Tenants likewise have responsibilities to their landlords. These include the duty to:
- Pay rent in a timely manner
- Keep the premises in a safe and habitable condition
- Remove all garbage
- Notify the landlord if absent for an extended period
- Not disturb other tenants or neighbors
Landlords can request up to one and a half month’s rent as a security deposit. If requested, they have 14 days to return the deposit minus deductions; otherwise, the law allows them 30 days to return the original deposit.
Rent and Fees
Landlords are allowed to charge any amount they wish for rent. They can also raise the rent by any amount but must give 30 days’ notice before increasing the rent.

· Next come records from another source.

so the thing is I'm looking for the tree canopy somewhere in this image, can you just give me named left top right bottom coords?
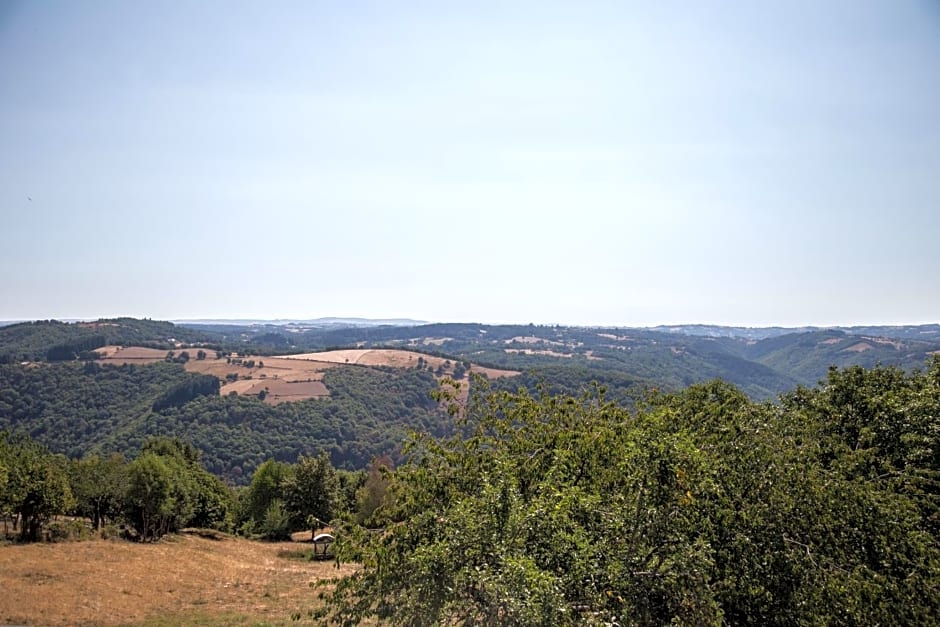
left=326, top=362, right=940, bottom=625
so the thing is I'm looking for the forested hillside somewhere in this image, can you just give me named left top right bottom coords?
left=0, top=362, right=448, bottom=483
left=183, top=319, right=940, bottom=398
left=0, top=318, right=219, bottom=363
left=2, top=317, right=939, bottom=485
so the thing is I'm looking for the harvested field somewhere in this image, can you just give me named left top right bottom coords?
left=285, top=348, right=519, bottom=381
left=284, top=348, right=428, bottom=368
left=468, top=364, right=520, bottom=379
left=95, top=345, right=169, bottom=363
left=94, top=346, right=516, bottom=405
left=505, top=348, right=573, bottom=358
left=94, top=348, right=335, bottom=404
left=229, top=378, right=329, bottom=405
left=0, top=533, right=356, bottom=626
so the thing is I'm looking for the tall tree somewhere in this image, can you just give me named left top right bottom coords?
left=284, top=452, right=341, bottom=534
left=3, top=432, right=74, bottom=541
left=69, top=453, right=127, bottom=530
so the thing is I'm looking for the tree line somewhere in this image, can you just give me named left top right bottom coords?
left=0, top=431, right=392, bottom=545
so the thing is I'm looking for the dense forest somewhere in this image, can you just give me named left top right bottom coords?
left=0, top=361, right=447, bottom=483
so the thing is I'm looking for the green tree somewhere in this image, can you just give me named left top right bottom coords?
left=243, top=459, right=292, bottom=534
left=260, top=498, right=292, bottom=540
left=3, top=432, right=74, bottom=541
left=326, top=375, right=940, bottom=625
left=124, top=437, right=232, bottom=540
left=125, top=452, right=183, bottom=541
left=69, top=453, right=127, bottom=530
left=283, top=452, right=341, bottom=534
left=355, top=455, right=394, bottom=526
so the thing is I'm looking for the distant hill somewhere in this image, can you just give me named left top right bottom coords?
left=0, top=318, right=220, bottom=363
left=5, top=317, right=939, bottom=398
left=3, top=316, right=939, bottom=481
left=175, top=317, right=428, bottom=328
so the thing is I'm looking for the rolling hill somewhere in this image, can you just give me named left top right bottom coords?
left=1, top=317, right=938, bottom=482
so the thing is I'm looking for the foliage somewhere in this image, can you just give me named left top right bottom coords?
left=1, top=431, right=74, bottom=541
left=124, top=437, right=234, bottom=541
left=151, top=373, right=220, bottom=411
left=355, top=456, right=394, bottom=527
left=0, top=318, right=218, bottom=363
left=0, top=361, right=449, bottom=484
left=242, top=459, right=293, bottom=536
left=283, top=452, right=341, bottom=531
left=327, top=368, right=940, bottom=625
left=259, top=499, right=292, bottom=541
left=0, top=361, right=196, bottom=458
left=68, top=452, right=128, bottom=530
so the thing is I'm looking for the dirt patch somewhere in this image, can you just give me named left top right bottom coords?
left=865, top=337, right=903, bottom=350
left=227, top=379, right=330, bottom=405
left=95, top=349, right=336, bottom=405
left=843, top=342, right=874, bottom=353
left=0, top=534, right=356, bottom=626
left=505, top=348, right=573, bottom=358
left=283, top=349, right=518, bottom=379
left=504, top=336, right=565, bottom=346
left=96, top=345, right=169, bottom=363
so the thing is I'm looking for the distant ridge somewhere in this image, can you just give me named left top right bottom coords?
left=174, top=317, right=429, bottom=328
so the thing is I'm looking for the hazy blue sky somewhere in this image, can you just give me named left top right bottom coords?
left=2, top=1, right=938, bottom=326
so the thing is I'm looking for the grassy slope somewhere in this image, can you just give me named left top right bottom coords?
left=0, top=533, right=355, bottom=626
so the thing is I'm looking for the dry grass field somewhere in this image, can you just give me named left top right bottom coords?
left=283, top=348, right=518, bottom=380
left=0, top=533, right=356, bottom=626
left=94, top=346, right=517, bottom=406
left=95, top=348, right=336, bottom=404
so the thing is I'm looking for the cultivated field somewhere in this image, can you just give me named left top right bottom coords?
left=283, top=348, right=518, bottom=380
left=94, top=346, right=518, bottom=405
left=0, top=533, right=355, bottom=626
left=95, top=347, right=336, bottom=404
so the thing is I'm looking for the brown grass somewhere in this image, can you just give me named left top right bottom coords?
left=283, top=349, right=518, bottom=380
left=505, top=348, right=573, bottom=358
left=95, top=346, right=169, bottom=363
left=95, top=348, right=335, bottom=404
left=0, top=533, right=356, bottom=626
left=94, top=347, right=517, bottom=406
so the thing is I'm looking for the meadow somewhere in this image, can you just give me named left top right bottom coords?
left=0, top=531, right=355, bottom=626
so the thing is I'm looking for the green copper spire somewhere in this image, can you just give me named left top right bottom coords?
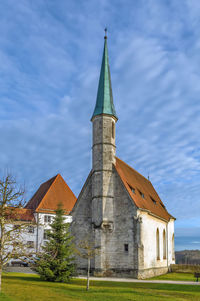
left=92, top=30, right=117, bottom=120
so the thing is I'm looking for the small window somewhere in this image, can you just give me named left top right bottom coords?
left=28, top=226, right=34, bottom=233
left=131, top=187, right=135, bottom=194
left=150, top=197, right=156, bottom=204
left=129, top=185, right=135, bottom=194
left=44, top=229, right=50, bottom=240
left=27, top=241, right=34, bottom=249
left=124, top=244, right=129, bottom=252
left=139, top=191, right=145, bottom=199
left=44, top=215, right=51, bottom=223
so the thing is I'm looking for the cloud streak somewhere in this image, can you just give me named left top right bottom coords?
left=0, top=0, right=199, bottom=250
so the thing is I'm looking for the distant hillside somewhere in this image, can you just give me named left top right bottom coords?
left=175, top=250, right=200, bottom=265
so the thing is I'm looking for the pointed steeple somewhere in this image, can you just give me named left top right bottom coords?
left=92, top=30, right=117, bottom=120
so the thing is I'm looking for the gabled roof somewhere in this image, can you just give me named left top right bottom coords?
left=115, top=157, right=173, bottom=221
left=25, top=174, right=77, bottom=214
left=91, top=35, right=117, bottom=120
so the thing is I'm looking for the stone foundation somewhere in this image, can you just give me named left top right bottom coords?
left=77, top=266, right=169, bottom=279
left=77, top=268, right=138, bottom=278
left=137, top=267, right=169, bottom=279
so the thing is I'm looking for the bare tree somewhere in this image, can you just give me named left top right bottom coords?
left=0, top=174, right=33, bottom=291
left=76, top=238, right=100, bottom=291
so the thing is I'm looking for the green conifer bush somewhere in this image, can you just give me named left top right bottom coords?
left=34, top=204, right=75, bottom=282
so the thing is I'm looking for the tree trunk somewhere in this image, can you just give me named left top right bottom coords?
left=0, top=267, right=2, bottom=292
left=86, top=257, right=90, bottom=291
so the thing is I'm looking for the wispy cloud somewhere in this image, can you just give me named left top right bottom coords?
left=0, top=0, right=199, bottom=249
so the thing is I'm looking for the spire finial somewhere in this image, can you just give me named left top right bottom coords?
left=104, top=27, right=107, bottom=39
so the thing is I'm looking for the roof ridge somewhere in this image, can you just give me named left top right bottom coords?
left=36, top=174, right=59, bottom=211
left=57, top=174, right=77, bottom=202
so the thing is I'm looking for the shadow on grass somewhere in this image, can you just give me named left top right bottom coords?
left=3, top=274, right=200, bottom=295
left=71, top=279, right=200, bottom=294
left=2, top=274, right=86, bottom=288
left=3, top=274, right=41, bottom=283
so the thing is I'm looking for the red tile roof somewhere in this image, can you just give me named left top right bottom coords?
left=7, top=207, right=35, bottom=222
left=25, top=174, right=77, bottom=214
left=115, top=157, right=174, bottom=221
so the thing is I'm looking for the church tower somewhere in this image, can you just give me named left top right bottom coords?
left=90, top=31, right=118, bottom=273
left=91, top=31, right=117, bottom=228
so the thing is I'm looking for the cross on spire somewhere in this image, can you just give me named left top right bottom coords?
left=104, top=27, right=107, bottom=39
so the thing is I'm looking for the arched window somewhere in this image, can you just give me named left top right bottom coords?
left=163, top=229, right=166, bottom=259
left=156, top=228, right=160, bottom=260
left=172, top=234, right=175, bottom=260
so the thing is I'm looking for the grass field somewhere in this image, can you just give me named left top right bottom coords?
left=149, top=272, right=197, bottom=282
left=0, top=273, right=200, bottom=301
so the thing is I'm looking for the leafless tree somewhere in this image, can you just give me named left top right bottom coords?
left=76, top=237, right=100, bottom=291
left=0, top=174, right=33, bottom=291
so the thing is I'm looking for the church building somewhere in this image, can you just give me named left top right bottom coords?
left=71, top=33, right=175, bottom=279
left=7, top=33, right=175, bottom=279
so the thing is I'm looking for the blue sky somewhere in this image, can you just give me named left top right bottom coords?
left=0, top=0, right=200, bottom=251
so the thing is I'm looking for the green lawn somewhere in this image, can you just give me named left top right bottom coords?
left=1, top=273, right=200, bottom=301
left=149, top=272, right=197, bottom=282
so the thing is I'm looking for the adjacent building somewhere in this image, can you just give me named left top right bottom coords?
left=13, top=174, right=76, bottom=253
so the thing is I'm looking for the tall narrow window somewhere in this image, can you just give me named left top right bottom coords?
left=124, top=244, right=129, bottom=252
left=112, top=121, right=115, bottom=139
left=163, top=229, right=166, bottom=259
left=172, top=234, right=175, bottom=260
left=156, top=228, right=160, bottom=260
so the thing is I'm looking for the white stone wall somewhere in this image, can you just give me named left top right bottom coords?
left=167, top=218, right=175, bottom=264
left=139, top=211, right=175, bottom=271
left=35, top=213, right=72, bottom=252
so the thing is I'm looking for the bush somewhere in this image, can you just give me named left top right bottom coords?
left=34, top=204, right=75, bottom=282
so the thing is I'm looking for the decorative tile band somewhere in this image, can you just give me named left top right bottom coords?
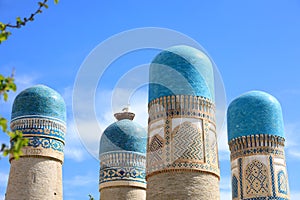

Landlords have several grounds for eviction. These include:
- Nonpayment of rent
- Violation of lease terms
- No lease or the lease has ended
Tenants can legally end their leases early in the following circumstances:
- Early termination clause in the lease
- Active military duty
- Uninhabitable unit
- Landlord harassment
If tenants break their lease early, they may be held liable for the remainder of the lease term.
Lease Termination Notice
Landlords are required to give tenants notice before terminating the lease. If termination is based on nonpayment of rent, the landlord must give the tenant a 3-day Notice to Pay before beginning eviction proceedings. If the termination is for violation of lease terms, the tenant has 14 days after notice to address the issue or else the landlord may issue a 30-day notice. If the tenant has stayed beyond the lease period or no lease exists, the landlord can issue a 7-day notice for week-to-week tenants, a 30-day notice for year-to-year tenants, a 3-day notice if the tenancy has been less than 3 months or a 10-day notice for furnished apartments.
Tenants likewise must give notice to landlords before terminating a lease. Week-to-week tenants must give a 7-day notice, month-to-month tenants a 30-day notice and year-to-year tenants a 30-day notice.